Çözüm kendi insanımızda
Samsun TSO Başkanı Adnan Sakoğlu, Hükümetin ekonomik krizin etkilerini asgariye indirmek için aradığı paranın adresini gösterdi. Yurt dışında yaşayan Türklerin mevduatlarını kendi ülkelerinde değerlendirmesini isteyen Sakoğlu, "Dışarıdan para aramak yerine kendi milletimizin yabancı bankalarda olan mevduatlarını Türkiye'ye çekelim" dedi
Samsun Ticaret ve Sanayi Odası (TSO) Başkanı Adnan Sakoğlu, ekonomik krizin etkilerini azaltmak adına alınması gereken önlemlerle ilgili açıklamalarda bulundu. Sakoğlu, Türkiye'de bankacılık sektörünün gücünün artırılması gerektiğini belirtirken, yurt dışında yaşayan Türklerin mevduatlarının Türkiye'ye çekilmesinin de krize karşı alınabilecek bir tedbir olduğunu söyledi.
BİZ KRİZİN ŞAMARINI YEDİK
Türkiye'nin 1990'dan 2001'e kadar yaşamış olduğu ekonomik krizlerin, bankacılık sektörünü güçlendirdiğini ifade eden Sakoğlu, Türkiye'deki bankaların dünyanın en güçlü bankaları olduğunu savundu. Sakoğlu, bankacılığın disipline edildiğini ifade ederek, "1990 ve 2000'li yıllarda bankacılık sektöründeki çöküş ve kayıplar sonrasında yaşanan dönem, bankacılık sektörünün disipline edilmesine neden olmuştur. Disiplin, bizi riskten arındıran en önemli faktörlerden birisidir. Bugün rahatlıkla söyleyebiliriz ki, ABD'de, Uzakdoğu ve Ortadoğu'da bankacılık sektörünün en düzgün olduğu ülke Türkiye'dir. Çünkü 1990'da biz o şamarı yedik. Bugüne geldiğimizde bankacılık sektörümüz çok sağlam ve sürekli kontrol altında."
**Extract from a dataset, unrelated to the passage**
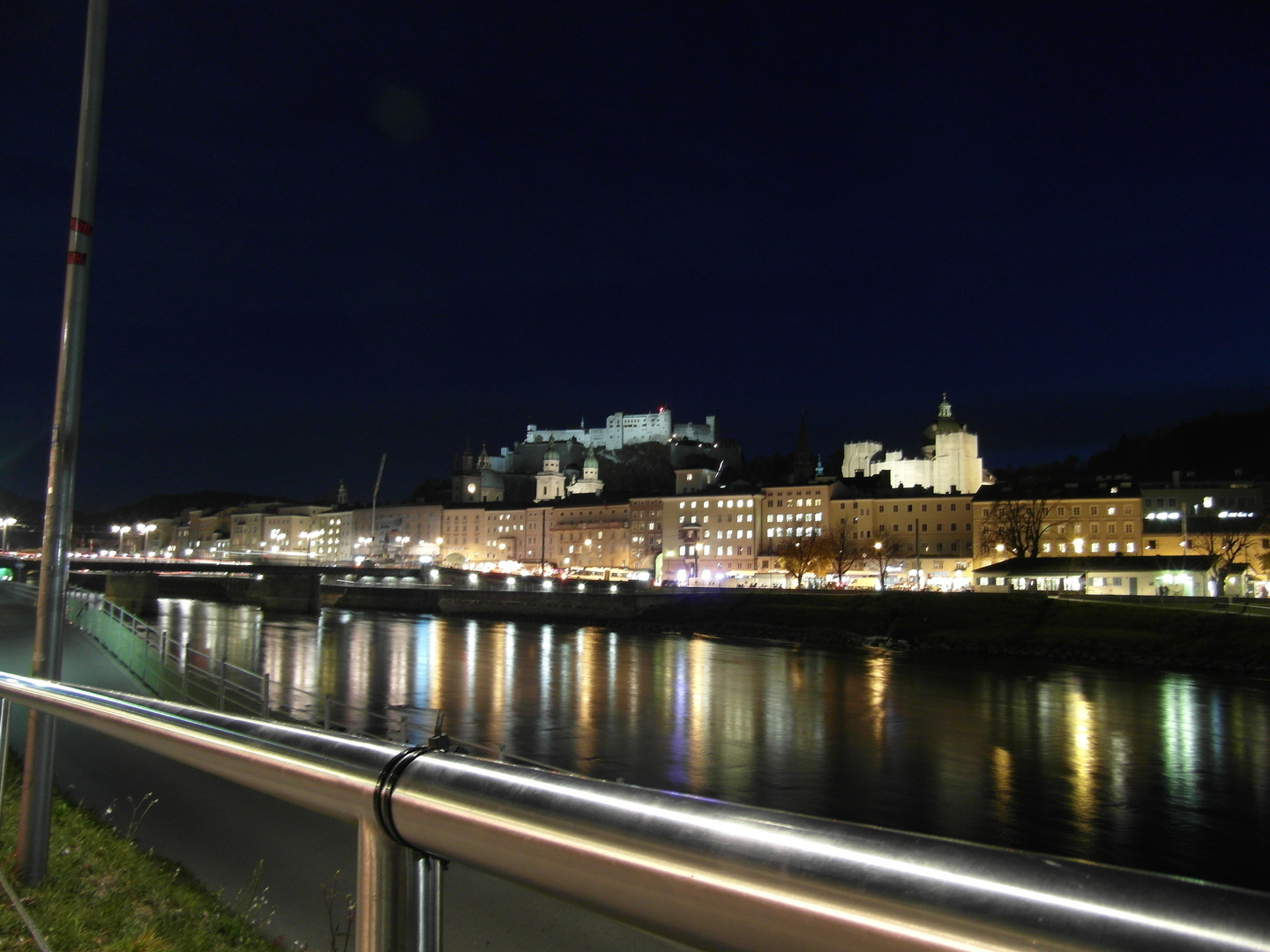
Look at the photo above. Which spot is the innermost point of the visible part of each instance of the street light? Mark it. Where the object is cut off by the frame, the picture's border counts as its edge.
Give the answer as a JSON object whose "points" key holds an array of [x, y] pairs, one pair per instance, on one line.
{"points": [[145, 528], [6, 522]]}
KREDİ KANALLARI İŞLEV KAZANMALI
Türkiye'de yaşanan krizin içerisinde bankacılık sektöründeki mevcut durumların olumlu olduğunu vurgulayan Sakoğlu, yine de alınması gereken bir dizi tedbirin olduğunu kaydetti. Sakoğlu, "Mali sistemde denetim ve gözetim, krizlerin ardından gözetildi. BDDK, Merkez Bankası ve kurumsal yapılar saygınlık kazandı. siyasetin üzerinde kaldı. İradesi tesir edemedi. Bunların hepsi, Türkiye'nin kriz noktasında olumlu tablolarından bir kaç tanesidir. Önemlidir. Bundan sonra, ilk önce kredi kanalları mutlaka işlemeli. Ticaretin, üretimin olabilmesi için para sirkülasyonu devam etmeli. Bu insan vücuduna benziyor. Eğer kan dolaşımı sürekli olmazsa, sağlanmazsa, insan vücudu iflas eder. İşte iş ortamının da hareket kazanması, canlı olabilmesi için kredi kanallarının mutlaka işlev kazanması gerekli" dedi.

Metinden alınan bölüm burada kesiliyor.